LAWS(P&H)-1961-10-11

NATIONAL BANK OF LAHORE Vs. SOHAN LAL SAIGAL

Decided On October 11, 1961
NATIONAL BANK OF LAHORE LTD. Appellant
V/S
SOHAN LAL SAIGAL Respondents

JUDGEMENT

(1.) THESE three appeals (Regular First Appeals Nos. 136, 137 and 138 of 1959)arise out of three suits, which have been decreed by the trial Court in the sum of rs. 23,993/4/-, Rs. 16,509/- and Rs. 11,055/-in favour of Sohan Lal Saigal and others, Shrimati Lila Vati (daughter of Shrimati Ram Piari, the latter having died meanwhile), and Shrimati Durg Devi respectively. All these appeals will be disposed of this judgment.

(2.) THE appellant-Bank used to maintain a safe deposit vault in the Bank premises at Jullundur City where it kept locker cabinets for the safe custody of the Jewellery and other valuables of its customers who might wish to hire them. The Head Office of the Bank and issued certain instructions to the branches regarding the operation of these lockers (Exhibits P. 2 and P. 2/a at page 223 of the paper-book in Regular first Appeal No. 136 of 1959 to which alone at references shall be made hereafter ). The vault was to remain under the joint control of the cashier and the custodian. If no separate custodian was appointed, it had to remain under the joint control of the manager and the cashier. The Master-key and keys of unleased lockers overnight wee always to remain under the joint control of the cashier and the Manager like the Bank's cash and other articles. Lockers had to be operated in the presence of two representatives of the Bank. As and when the lockers fell vacant, the licks had to be replaced new keys were to be obtained from the company which were to be received duly sealed and the seals had to be broken in the presence of the client only. If there were more than two keys belonging to a safe and the our door the strong room, one key in each case was to be given to the Accountant. In a letter addressed by the Personal Assistant to the General Manager of the Bank to all branches (Exhibit P. 25 at page 180), it was stated that a recent inspection had importance to the safe custody business. It was pointed cut that the Bank accepted great responsibility in running the safe deposit vault and accepting articles for safe custody. Utmost Precaution and vigilance were to be exercised so that there was to loophole or shortcoming in the observance of the various formalities. Notwithstanding all this it appears that the Bank authorities entrusted the task of being the custodian of the deposit vault in the Jullunder Branch of the bank to its Manager, Baldev Chand, alone.

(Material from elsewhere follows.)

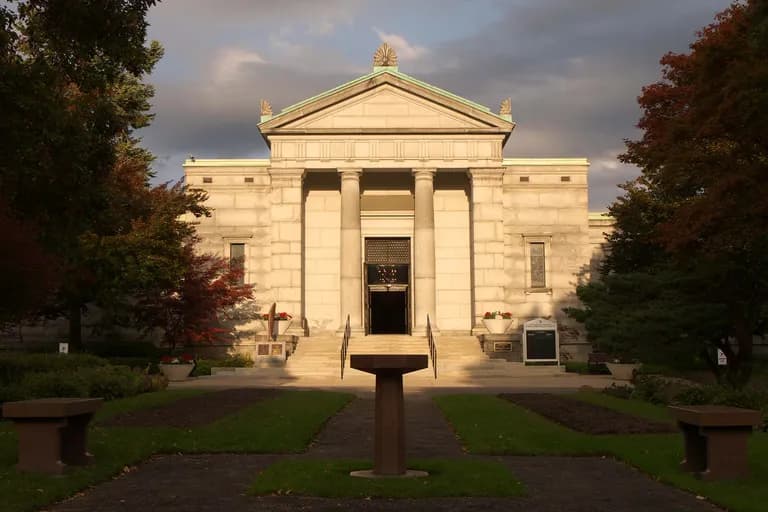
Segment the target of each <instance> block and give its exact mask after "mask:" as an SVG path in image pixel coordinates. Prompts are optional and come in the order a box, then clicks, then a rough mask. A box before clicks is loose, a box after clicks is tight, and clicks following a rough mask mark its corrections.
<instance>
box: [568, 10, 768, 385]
mask: <svg viewBox="0 0 768 512" xmlns="http://www.w3.org/2000/svg"><path fill="white" fill-rule="evenodd" d="M766 23H768V4H766V3H765V2H763V1H761V0H745V1H743V2H735V3H734V4H733V5H732V6H731V7H730V8H728V9H727V10H725V11H724V12H723V13H721V14H719V15H718V16H717V18H716V20H715V22H714V23H713V24H712V25H710V26H708V27H706V28H705V29H703V30H702V31H701V32H700V33H699V38H698V40H697V41H696V42H694V43H693V44H692V45H691V51H690V53H688V54H674V53H669V54H667V55H665V56H664V57H663V58H662V60H661V64H662V66H663V79H662V80H661V81H659V82H657V83H655V84H651V85H649V86H647V87H645V88H644V89H643V93H642V95H641V96H640V98H639V103H640V106H641V108H642V109H643V116H642V118H641V119H640V121H639V124H638V127H639V128H640V129H641V130H642V132H643V134H642V137H641V139H640V140H636V141H628V142H627V151H626V153H624V154H623V155H621V157H620V158H621V160H622V161H623V162H625V163H630V164H634V165H637V166H638V167H640V169H641V175H640V177H638V178H637V179H636V180H633V181H631V182H629V183H627V184H625V185H624V186H623V188H624V190H625V194H624V195H623V197H620V198H619V199H618V200H617V201H616V202H615V203H614V204H613V205H612V206H611V207H610V213H611V214H612V215H613V216H614V217H615V218H616V223H617V225H616V227H617V229H616V231H615V232H614V233H613V234H612V235H611V236H610V237H609V246H610V250H609V255H608V257H607V259H606V262H605V267H604V269H603V270H604V272H605V273H606V274H607V275H606V277H605V280H604V282H603V283H602V284H592V285H587V286H584V287H581V288H580V289H579V291H578V293H579V297H580V298H581V299H582V302H583V303H584V304H585V308H584V309H583V310H581V311H578V310H570V311H569V314H571V315H572V316H574V317H575V318H577V319H579V320H582V321H584V322H585V323H586V324H587V327H588V330H589V331H590V336H591V337H592V338H593V339H595V340H596V341H597V342H598V343H600V344H603V345H605V346H606V347H610V348H611V349H613V350H621V351H626V350H632V351H635V352H638V353H639V352H643V353H644V355H645V356H649V357H653V354H654V353H656V354H659V355H661V356H663V357H666V358H667V359H669V360H674V359H678V358H684V357H685V354H686V353H687V354H689V356H688V358H689V359H690V356H694V357H702V358H704V359H705V360H706V361H708V362H709V364H710V367H711V369H712V370H713V371H714V372H716V373H718V374H719V372H720V369H719V368H718V367H717V365H716V360H715V354H716V350H715V349H720V350H722V351H723V352H724V353H725V354H726V356H727V358H728V366H727V367H726V369H725V370H724V374H723V375H721V377H723V378H724V380H725V381H727V382H728V383H729V384H731V385H735V386H743V385H744V384H745V383H746V382H747V381H748V380H749V378H750V373H751V366H752V343H753V335H760V334H763V333H765V332H766V326H767V325H768V322H767V321H766V320H767V319H768V315H767V312H768V311H767V309H768V308H767V307H766V306H767V305H768V202H766V201H765V197H766V195H767V194H768V180H766V179H765V176H766V172H768V142H766V141H768V122H767V121H768V119H767V118H766V116H767V115H768V60H766V59H765V55H766V51H767V50H768V30H766V29H765V26H766ZM657 359H658V357H657Z"/></svg>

(3.) IN all the three suits certain lockers were taken by the plaintiffs on different dates for depositing their jewellery and valuables but those articles kept by the plaintiff in their respective lockers were ultimately found missing. The trial Court found that Baldev Chand had the exclusive control over the locker cabinets lying in the strong room of the Bank. The keys of the strong room were kept by personally and not in any safe. The custodian's key was also only one for all the lockers and the same used to remain with him. The renter's keys of the unleased lockers used to remain in an iron almirah kept in his room and the key of that almirah was also kept by him. The plaintiffs had alleged that before the lockers had been rented out to them by the Manager, he had filed off the levers of the renter's portion of which they had no knowledge, with the result that any key could open and be applied to the renter's portion and it was not necessary to take the help of the renter's key which was in his possession. These facts, according to the trial Court, had been established by the evidence, which was produced in the suits, and by other facts and circumstances. Indisputably the Manager used to reside in the upper portion of the Bank's premises so that he had ample opportunity to carry out his nefarious design of tampering with the locks of the lockers. An attempt had been made by the counsel for the Bank in the trial Court to create some sort of suspicion that the Godrej Company, which had supplied the locks, had sent defective ones, but the Court found that there was no ground for any such suggestion. The conclusion at which the trial Court arrived was that the act of letting out of the trial Court arrived was that the act of letting out the lockers, which had been tampered with the safety of the ornaments of the plaintiffs, was clearly a fraud on the part of the Manager and after stealing them, he had misappropriated the same.